HHS Secretary Kathleen Sebelius, in a speech before state and local government executives, blasted the Monday ruling against the controversial healthcare reform law by a federal judge in Florida as “judicial overreach.” She also questioned the legal standing of a high-profile Medicaid waiver request from Arizona.
Sebelius rips Fla. judge's ruling on reform law
Sebelius said during a Governing Magazine conference that “considerable confusion” was caused by the ruling that struck down the law based on the judge's determination that the individual insurance mandate provision was unconstitutional. But she also marginalized the ruling by citing earlier decisions by 12 other federal judges to dismiss constitutional challenges to the law and the finding of two additional federal judges that the individual insurance mandate did pass constitutional muster.

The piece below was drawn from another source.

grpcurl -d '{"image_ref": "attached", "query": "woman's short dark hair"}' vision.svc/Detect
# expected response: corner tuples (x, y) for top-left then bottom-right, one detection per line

“This was a case of judicial overreach,” Sebelius said of the Florida ruling.
In comments to a reporter afterward, Sebelius also questioned the legal standing of Arizona's request for a waiver from the healthcare law's Medicaid requirements. The waiver would allow the state to close a budget gap by reducing its Medicaid rolls by 280,000 people, but such a change may violate a 2000 state ballot initiative that requires free care for every resident below 100% of the federal poverty level.
Democrats in the state have indicated that they are likely to file a lawsuit challenging the waiver. The legal standing of the request came up as part of the ongoing HHS review of the waiver, according to Sebelius.